- The paper introduces a reinforcement learning method that directly optimizes ROUGE by ranking sentences for extractive summarization.
- The methodology employs a hierarchical model with CNN-based sentence encoding and LSTM-based document encoding to capture local and global context.
- Experimental results on CNN and DailyMail datasets demonstrate that the RL approach outperforms traditional cross-entropy training in generating coherent, informative summaries.
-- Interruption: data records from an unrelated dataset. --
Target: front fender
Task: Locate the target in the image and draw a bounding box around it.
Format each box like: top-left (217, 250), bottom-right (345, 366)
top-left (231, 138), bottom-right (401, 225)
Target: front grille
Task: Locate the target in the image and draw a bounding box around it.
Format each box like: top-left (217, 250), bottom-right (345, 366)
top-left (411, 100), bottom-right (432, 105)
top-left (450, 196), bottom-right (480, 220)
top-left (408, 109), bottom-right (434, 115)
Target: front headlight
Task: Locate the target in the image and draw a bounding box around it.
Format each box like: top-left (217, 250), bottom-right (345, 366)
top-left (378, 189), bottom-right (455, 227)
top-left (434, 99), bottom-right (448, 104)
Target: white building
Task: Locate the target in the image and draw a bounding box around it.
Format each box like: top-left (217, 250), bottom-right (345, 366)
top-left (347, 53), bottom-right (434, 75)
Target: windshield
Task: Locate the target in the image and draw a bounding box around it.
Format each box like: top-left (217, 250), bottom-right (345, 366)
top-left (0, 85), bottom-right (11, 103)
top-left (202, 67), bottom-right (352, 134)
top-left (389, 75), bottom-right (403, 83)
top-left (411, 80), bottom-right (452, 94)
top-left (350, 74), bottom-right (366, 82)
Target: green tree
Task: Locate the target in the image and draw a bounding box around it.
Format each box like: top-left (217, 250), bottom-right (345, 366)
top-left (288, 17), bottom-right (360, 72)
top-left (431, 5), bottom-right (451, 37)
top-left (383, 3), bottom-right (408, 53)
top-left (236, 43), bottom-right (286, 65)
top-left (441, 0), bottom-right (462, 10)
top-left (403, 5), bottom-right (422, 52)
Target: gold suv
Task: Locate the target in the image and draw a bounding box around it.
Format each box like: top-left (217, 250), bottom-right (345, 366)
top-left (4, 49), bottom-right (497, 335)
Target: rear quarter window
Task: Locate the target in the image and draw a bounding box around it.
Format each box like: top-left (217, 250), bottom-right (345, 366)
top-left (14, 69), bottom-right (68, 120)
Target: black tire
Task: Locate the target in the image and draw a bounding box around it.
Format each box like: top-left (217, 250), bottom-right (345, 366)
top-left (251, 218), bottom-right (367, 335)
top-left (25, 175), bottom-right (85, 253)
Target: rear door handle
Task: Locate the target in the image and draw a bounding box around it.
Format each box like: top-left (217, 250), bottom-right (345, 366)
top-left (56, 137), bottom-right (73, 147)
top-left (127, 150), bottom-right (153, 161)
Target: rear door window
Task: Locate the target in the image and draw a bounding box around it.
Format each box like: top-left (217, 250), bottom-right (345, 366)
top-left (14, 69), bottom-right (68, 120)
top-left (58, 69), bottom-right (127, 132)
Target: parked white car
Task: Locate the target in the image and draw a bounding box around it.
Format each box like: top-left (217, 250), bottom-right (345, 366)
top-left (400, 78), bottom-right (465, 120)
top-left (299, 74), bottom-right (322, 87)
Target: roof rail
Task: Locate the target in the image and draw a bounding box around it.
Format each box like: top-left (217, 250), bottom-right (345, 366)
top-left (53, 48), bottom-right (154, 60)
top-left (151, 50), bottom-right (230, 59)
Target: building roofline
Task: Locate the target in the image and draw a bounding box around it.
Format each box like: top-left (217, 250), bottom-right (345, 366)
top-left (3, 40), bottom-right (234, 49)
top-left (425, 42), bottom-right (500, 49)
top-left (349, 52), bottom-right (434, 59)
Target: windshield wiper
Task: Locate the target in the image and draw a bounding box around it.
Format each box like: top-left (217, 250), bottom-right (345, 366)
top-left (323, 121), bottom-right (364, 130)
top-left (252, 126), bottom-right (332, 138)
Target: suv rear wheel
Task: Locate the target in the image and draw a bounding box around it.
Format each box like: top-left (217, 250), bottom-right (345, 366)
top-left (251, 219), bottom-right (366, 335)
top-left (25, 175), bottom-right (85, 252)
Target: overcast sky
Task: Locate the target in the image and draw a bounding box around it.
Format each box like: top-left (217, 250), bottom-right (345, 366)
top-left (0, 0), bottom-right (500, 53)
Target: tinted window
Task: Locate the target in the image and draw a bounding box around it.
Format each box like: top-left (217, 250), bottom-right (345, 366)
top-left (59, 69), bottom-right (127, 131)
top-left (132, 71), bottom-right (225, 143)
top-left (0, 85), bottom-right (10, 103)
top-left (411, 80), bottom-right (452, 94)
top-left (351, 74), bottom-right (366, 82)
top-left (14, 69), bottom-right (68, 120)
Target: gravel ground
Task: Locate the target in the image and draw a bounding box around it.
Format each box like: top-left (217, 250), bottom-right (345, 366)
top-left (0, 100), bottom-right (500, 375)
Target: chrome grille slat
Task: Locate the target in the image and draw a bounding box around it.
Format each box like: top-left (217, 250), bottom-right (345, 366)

Reinforcement Learning for Extractive Summarization: A Sentence Ranking Approach
The paper, "Ranking Sentences for Extractive Summarization with Reinforcement Learning," offers a significant contribution to the field of automated text summarization by framing extractive summarization as a sentence ranking task. The research advances beyond traditional cross-entropy-based training by directly optimizing the ROUGE evaluation metric using reinforcement learning (RL), specifically employing a policy gradient approach. This methodological shift allows for greater alignment with summarization evaluation criteria and better performance on summarization tasks.
Methodology
The proposed model consists of a hierarchical architecture featuring a sentence encoder, a document encoder, and a sentence extractor. Key elements of the sentence encoder involve convolutional neural networks (CNNs) that generate sentence representations by capturing salient information patterns. Sentences are composed into document representations through a recurrent neural network with LSTM cells, considering both local and global sentence importances.
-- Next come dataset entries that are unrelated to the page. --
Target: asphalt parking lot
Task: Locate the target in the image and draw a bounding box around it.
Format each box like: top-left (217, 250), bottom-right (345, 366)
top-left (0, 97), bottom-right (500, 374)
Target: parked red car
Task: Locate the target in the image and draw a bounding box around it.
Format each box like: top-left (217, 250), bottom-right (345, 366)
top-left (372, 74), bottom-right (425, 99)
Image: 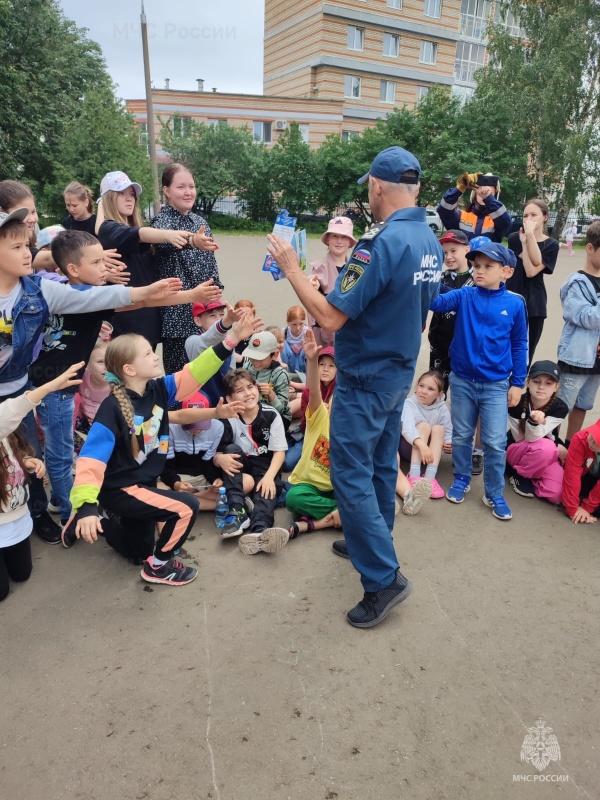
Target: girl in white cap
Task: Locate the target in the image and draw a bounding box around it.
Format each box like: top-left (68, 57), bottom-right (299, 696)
top-left (96, 172), bottom-right (221, 349)
top-left (309, 217), bottom-right (357, 347)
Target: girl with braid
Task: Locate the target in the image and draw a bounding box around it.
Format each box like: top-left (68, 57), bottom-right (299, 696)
top-left (506, 361), bottom-right (569, 504)
top-left (62, 316), bottom-right (262, 586)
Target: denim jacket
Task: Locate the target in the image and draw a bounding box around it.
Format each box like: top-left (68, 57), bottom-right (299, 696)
top-left (0, 277), bottom-right (49, 383)
top-left (558, 272), bottom-right (600, 367)
top-left (0, 276), bottom-right (131, 384)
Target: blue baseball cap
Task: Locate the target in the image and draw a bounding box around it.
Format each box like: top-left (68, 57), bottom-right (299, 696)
top-left (357, 147), bottom-right (421, 183)
top-left (469, 236), bottom-right (492, 250)
top-left (467, 239), bottom-right (517, 269)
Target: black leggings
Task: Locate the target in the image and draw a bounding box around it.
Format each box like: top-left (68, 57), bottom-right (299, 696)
top-left (0, 536), bottom-right (33, 600)
top-left (99, 485), bottom-right (200, 561)
top-left (223, 444), bottom-right (283, 533)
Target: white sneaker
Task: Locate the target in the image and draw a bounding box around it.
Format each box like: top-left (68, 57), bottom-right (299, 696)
top-left (240, 528), bottom-right (290, 556)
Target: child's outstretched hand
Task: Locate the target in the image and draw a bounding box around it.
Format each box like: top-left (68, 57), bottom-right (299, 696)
top-left (222, 303), bottom-right (245, 328)
top-left (23, 457), bottom-right (46, 478)
top-left (233, 314), bottom-right (265, 342)
top-left (302, 328), bottom-right (323, 361)
top-left (190, 278), bottom-right (223, 305)
top-left (190, 225), bottom-right (219, 251)
top-left (256, 475), bottom-right (277, 500)
top-left (28, 361), bottom-right (85, 400)
top-left (529, 411), bottom-right (546, 425)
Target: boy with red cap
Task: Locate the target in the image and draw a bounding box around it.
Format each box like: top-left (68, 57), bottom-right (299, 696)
top-left (562, 420), bottom-right (600, 524)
Central to the paper is the claim that standard cross-entropy loss generates verbose and less informative summaries due to a misalignment with evaluation metrics like ROUGE. This paper addresses the disconnect by utilizing RL to globally optimize sentence selection, thus improving the relevance of extracted sentences. The reinforcement learning framework employed is the REINFORCE algorithm, which optimizes a reward function based on ROUGE. This allows the model to better discriminate among sentences, assigning higher ranks to those that frequently appear in high-scoring summaries.
Experimental Results
The research demonstrates substantial improvements over other models with both automatic and human evaluations. On the widely-used CNN and DailyMail datasets, the proposed method, named Refresh, consistently outperforms both extractive and abstractive state-of-the-art systems. Notably, human evaluations corroborate these findings, underscoring Refresh’s efficacy in producing summaries more informative and coherent than those generated by leading abstractive models.
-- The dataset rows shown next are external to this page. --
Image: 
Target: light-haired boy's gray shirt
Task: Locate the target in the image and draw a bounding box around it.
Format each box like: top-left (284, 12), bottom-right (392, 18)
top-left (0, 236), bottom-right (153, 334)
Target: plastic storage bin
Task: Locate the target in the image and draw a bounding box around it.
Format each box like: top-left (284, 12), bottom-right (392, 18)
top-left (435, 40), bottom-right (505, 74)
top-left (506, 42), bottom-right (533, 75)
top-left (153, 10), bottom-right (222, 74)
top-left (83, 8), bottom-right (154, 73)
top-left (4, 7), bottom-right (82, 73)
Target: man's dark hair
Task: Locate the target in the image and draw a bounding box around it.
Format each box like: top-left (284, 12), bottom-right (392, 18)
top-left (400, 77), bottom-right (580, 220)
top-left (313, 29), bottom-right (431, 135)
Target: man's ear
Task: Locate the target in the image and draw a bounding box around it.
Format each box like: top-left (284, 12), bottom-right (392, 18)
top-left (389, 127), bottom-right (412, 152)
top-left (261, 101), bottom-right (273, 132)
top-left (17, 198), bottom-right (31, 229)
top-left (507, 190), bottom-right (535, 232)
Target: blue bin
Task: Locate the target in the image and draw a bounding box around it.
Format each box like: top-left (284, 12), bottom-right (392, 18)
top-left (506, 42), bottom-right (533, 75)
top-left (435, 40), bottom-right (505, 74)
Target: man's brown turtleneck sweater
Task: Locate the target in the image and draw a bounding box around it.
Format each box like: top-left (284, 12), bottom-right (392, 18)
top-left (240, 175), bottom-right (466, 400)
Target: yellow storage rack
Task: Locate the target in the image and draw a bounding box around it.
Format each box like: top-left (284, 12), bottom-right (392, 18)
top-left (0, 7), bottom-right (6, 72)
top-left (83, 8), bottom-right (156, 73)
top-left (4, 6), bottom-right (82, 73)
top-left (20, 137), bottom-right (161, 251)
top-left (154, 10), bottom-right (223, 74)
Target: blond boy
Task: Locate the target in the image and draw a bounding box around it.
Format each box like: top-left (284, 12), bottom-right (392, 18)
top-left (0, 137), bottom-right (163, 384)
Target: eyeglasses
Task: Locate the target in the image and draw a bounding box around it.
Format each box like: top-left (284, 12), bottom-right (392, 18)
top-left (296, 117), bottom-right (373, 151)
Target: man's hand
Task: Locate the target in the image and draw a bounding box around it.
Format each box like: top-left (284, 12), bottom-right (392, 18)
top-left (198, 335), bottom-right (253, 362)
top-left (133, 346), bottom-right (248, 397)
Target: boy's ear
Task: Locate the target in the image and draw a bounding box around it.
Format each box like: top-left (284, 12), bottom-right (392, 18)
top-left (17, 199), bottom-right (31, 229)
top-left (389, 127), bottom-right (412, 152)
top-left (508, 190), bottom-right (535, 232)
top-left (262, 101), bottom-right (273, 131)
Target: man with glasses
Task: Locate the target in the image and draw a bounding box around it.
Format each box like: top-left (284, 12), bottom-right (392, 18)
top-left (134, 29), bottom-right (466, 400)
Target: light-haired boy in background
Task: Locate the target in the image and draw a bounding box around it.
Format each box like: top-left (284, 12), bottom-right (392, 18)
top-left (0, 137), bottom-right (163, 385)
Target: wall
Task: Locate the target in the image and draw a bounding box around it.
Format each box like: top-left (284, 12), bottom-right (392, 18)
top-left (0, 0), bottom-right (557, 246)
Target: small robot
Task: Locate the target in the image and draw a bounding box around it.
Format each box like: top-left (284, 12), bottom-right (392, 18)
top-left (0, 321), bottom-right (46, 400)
Implications and Future Directions
This paper's approach and results underscore a shift in how automatic summarization can be enhanced through direct metric optimization. By utilizing RL to align learning with evaluation criteria, it addresses key discrepancies in conventional method training. The findings imply practical improvements in tasks necessitating concise and relevant document representations, such as news aggregation and content curation.
Future research could explore further refinements in sentence ranking, perhaps incorporating more nuanced discourse units beyond sentences. Extensions to this work might involve integrating compression techniques within the RL framework or adapting the approach for multi-document summarization scenarios, given its promising single-document results.
Overall, this paper provides a robust framework for employing reinforcement learning in extractive summarization, demonstrating clear improvements over conventional methods by harmonizing model training with the desired evaluative outcomes.